The British Airways Magecart breach of 2018 is one of the most technically documented payment card skimming attacks on record and led to a landmark GDPR enforcement action. The active skimming window ran from August 21 to September 5, 2018 — fifteen days during which customers making bookings on ba.com and the BA mobile app had their payment details silently intercepted and exfiltrated.

Attackers first obtained access to British Airways’ internal network using compromised credentials belonging to a third-party supplier, then moved laterally through a Citrix remote desktop environment to reach web-facing infrastructure. The ICO’s subsequent investigation additionally found that British Airways had been logging payment card data for certain transactions in plaintext since 2015, and had not implemented multi-factor authentication on its Citrix remote access system — deficiencies that substantially enabled the attack.
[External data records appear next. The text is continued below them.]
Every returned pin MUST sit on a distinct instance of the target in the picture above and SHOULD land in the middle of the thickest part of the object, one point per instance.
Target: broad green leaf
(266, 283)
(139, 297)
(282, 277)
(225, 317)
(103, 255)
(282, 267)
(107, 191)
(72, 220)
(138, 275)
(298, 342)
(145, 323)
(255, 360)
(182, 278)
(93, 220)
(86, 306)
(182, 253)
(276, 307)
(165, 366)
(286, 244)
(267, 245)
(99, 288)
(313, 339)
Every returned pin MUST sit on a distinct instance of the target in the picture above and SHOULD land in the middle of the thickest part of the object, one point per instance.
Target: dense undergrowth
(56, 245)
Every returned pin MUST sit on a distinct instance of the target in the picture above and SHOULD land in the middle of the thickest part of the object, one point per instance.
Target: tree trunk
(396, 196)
The skimmer injection was precise. RiskIQ researchers identified that a modified version of the widely-used Modernizr JavaScript library (v2.6.2), loaded from the BA baggage claim information page, had been tampered with — 22 new lines of skimming code appended to the bottom of the legitimate script, preserving the script’s normal functionality while silently activating during payment form submission. The code used a touchend event callback, ensuring the skimmer captured data on both desktop browsers and mobile devices. Captured data — cardholder name, billing address, card number, expiry date, and CVV — was transmitted to a server at IP address 89.47.162.248 in Romania, operated through a Lithuanian VPS provider named Time4VPS. Attackers registered a convincing lookalike domain and obtained a Comodo SSL certificate for it on August 15, 2018, six days before the skimmer activated.
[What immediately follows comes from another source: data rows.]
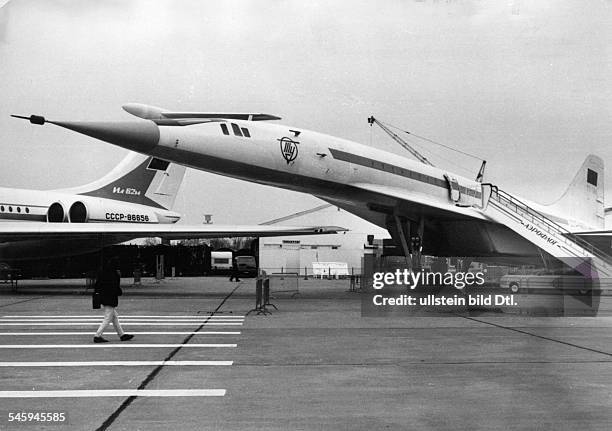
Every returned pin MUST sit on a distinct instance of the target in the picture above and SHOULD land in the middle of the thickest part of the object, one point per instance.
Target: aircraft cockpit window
(158, 164)
(236, 129)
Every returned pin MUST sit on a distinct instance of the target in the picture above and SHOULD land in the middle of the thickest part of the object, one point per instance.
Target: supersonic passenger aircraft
(134, 200)
(447, 214)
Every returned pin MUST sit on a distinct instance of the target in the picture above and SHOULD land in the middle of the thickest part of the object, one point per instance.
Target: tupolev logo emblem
(289, 148)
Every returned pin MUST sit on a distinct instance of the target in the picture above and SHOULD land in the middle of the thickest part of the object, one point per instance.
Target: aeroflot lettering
(539, 233)
(142, 218)
(126, 191)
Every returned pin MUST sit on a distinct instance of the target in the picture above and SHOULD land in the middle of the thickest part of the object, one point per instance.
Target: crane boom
(400, 141)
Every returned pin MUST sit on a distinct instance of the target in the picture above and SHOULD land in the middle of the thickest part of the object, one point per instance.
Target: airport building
(307, 255)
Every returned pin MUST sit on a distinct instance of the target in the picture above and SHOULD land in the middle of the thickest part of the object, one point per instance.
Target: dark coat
(107, 284)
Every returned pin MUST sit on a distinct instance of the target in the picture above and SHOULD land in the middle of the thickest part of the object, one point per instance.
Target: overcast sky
(525, 85)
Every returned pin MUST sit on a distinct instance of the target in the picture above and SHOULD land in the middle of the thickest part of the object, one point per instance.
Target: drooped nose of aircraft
(141, 136)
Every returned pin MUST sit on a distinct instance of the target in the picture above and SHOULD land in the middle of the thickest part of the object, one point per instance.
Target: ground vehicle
(221, 260)
(246, 265)
(541, 282)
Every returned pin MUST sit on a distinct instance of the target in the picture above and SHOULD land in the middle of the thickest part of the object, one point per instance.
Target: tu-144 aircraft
(132, 201)
(448, 214)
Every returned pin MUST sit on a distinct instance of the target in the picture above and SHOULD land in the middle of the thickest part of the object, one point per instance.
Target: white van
(220, 260)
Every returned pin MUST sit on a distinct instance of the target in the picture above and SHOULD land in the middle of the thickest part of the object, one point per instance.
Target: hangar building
(298, 253)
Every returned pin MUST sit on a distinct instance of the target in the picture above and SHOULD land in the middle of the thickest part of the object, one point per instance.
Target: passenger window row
(238, 131)
(10, 209)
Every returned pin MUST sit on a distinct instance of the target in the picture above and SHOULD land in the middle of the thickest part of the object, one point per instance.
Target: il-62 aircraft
(134, 200)
(447, 214)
RiskIQ and other security firms attributed the attack to Magecart Group 6, the same threat actor responsible for the concurrent Ticketmaster breach. The infrastructure overlap and skimmer code similarities were strong indicators of common authorship.
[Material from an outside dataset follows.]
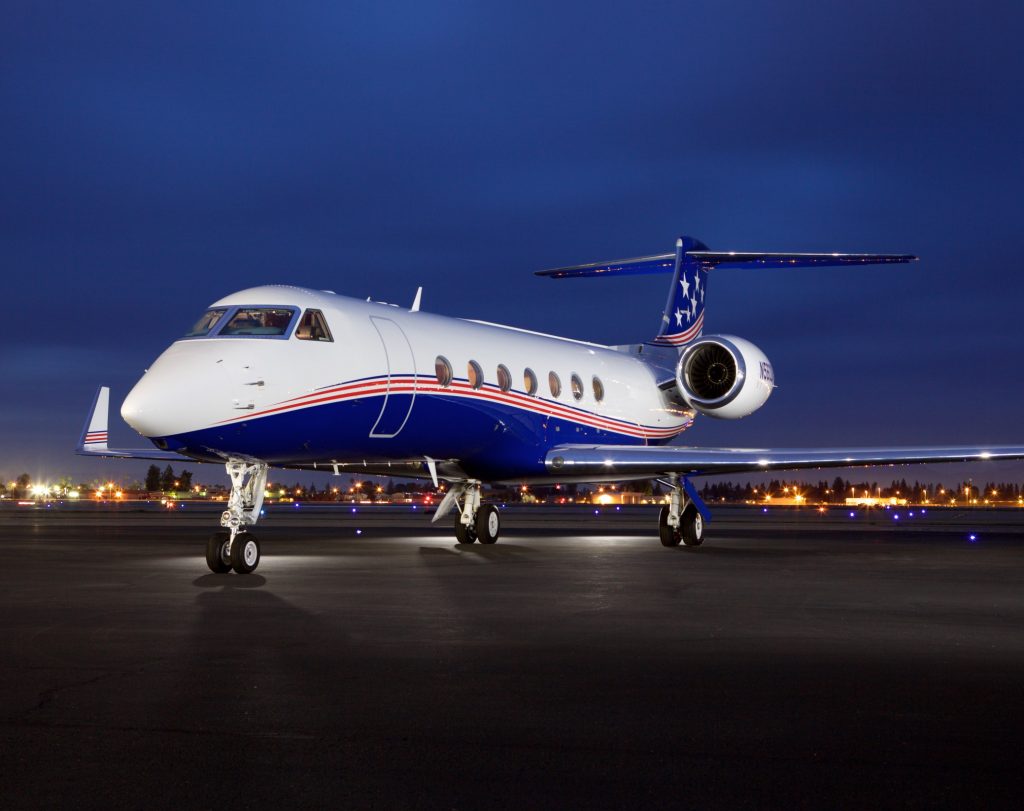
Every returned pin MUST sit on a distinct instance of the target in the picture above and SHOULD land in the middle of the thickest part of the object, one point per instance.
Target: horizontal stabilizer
(611, 461)
(665, 263)
(93, 440)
British Airways disclosed the breach on September 6, 2018, initially reporting approximately 380,000 affected customers. The ICO’s investigation concluded that up to 429,612 individuals were in a position to have data accessed: 244,000 customers had name, address, card number, and CVV exposed; 77,000 had CVV and card number only exposed; 108,000 had card number only exposed.

The UK Information Commissioner’s Office announced in July 2019 an intention to impose a fine of £183.39 million — at the time the largest proposed GDPR penalty globally. After considering mitigating actions taken by British Airways and the airline’s financial difficulties during the COVID-19 pandemic, the ICO issued a final fine of £20 million on October 16, 2020.